The problem by using a boom, at least historically, is which bust often follows. But advocates of the natural gas industry say the Marcellus Shale gas field could make a boom without a bust -- a long-term operation providing jobs for decades to come.
The ancillary benefits will remain intact as well -- royalties to landowners, cheap and plentiful fuel for the region, and jobs in related industries, much as the automakers in Detroit sustain a spiderweb of interconnected glass, paint and steel companies. And even though the gas industry may appear far more fragmented than King Coal, there is enough stability among top producers that the natural gas rush won't devolve into a free-for-all that depresses prices below is actually profitable.
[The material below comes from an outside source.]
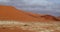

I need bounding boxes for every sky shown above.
[0,0,60,16]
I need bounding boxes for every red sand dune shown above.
[0,6,60,21]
And right now, it's still a profitable enterprise, even with a glut of natural gas and low prices. The 2009 month, natural gas futures declined on milder weather forecasts in the eastern United States, and wellhead prices have been hovering around $4 per mcf (thousand cubic feet), could be up from last year but below the $11 mcf which being paid many years ago.
Between $2 and $3 per mcf, drillers were cutting production, but at $4 mcf, the Marcellus Shale play is profitable for that industry for a lot of reasons: among them, no severance taxes on the gas extracted from underground, and the cheaper price of transporting the gas to the cold Northeastern and Midwestern states where natural gas heats homes. Chesapeake Energy, which hopes so you can get 34 rigs in Marcellus play towards the end of 2011, says it makes a 40 percent pre-tax profit on Marcellus Shale wells when prices are at $4 mcf. Range Resources, in its third-quarter analysts' call, said its cost per well features $4 million, along with a 60 percent rate of return. Also using the prices go up, so, too, does the rate of return.
Deutsche Bank, which has an environmental unit that monitors gas prices, says the internal rate of return could easily hit 100 percent, before tax deductions, if prices go set up.
At $4 per mcf, natural gas also remains cheap enough to be an attractive choice coal. Natural gas is cleaner burning than coal, too, one of the causes that more than two full years have passed since ground was broken on a new coal-fired power plant in the State. And if the Obama administration is to succeed in its plan to limit carbon emissions nationally, 'a coal-to-gas switch will should a component of any climate stability target,' according to an up to date Deutsche Bank report.
'It's probably the biggest story in energy in the last several years,' said Nils Mellquist, an analyst with Deutsche Bank Climate Change Advisors.
By most accounts, the Marcellus Shale formation has the potential to be a seriously economic generator, particularly in southwestern Pennsylvania, the formation's unofficial head offices.
'It will create jobs, output, income, tax base and just about every other measure of activity in a significant way,' said Ray Perryman of the Perryman Group, a consultancy that has studied the economic impact of gas drilling in the Barnett Shale in north Texas.
Because exploration, and windfalls, will be cyclical, municipalities end up being cautious about building gas revenues his or her annual budgets, Mr. Perryman says. 'It is wise for public entities get a the funds methods that they do not become institutionalized,' he was quoted saying.
As with all forms of commerce and industry, a bust is possible: It happened when farmers swarmed like locusts to the great Plains and caused grain prices to tumble; it happened when oil prospectors flooded west Texas and northwestern Pennsylvania, then flooded while they were markets with plenty cheap crude that the upstart towns and oil companies wouldn't be.
Could that happen with the Marcellus Shale? Possibly. Future discoveries, and technology improvements, could render the Marcellus field less important than it now appears in order to become. As big as the Marcellus Shale is, scientists from the Ough.S. Geological Survey say lots of other natural gas deposits remain to be seen. The Arctic, for example, is thought to hold nearly a third with the planet's natural gas reserves, and, simply because the polar ice caps melt, those reserves will be to be able to tap. Israel united states natural gas reservoirs in the Mediterranean sea. And if U.S. companies get better at shipping liquefied natural gas, the Marcellus Shale's geographic advantages might not matter as much.
'Very large gas main resources are to be found in several areas outside the Ough.S., and the role of U.S. gas will be based the evolution from the market -- in particular the growth and efficiency of trade in liquefied natural gas,' according to 'The Future of Natural Gas,' a study by the Massachusetts Institute of Technical.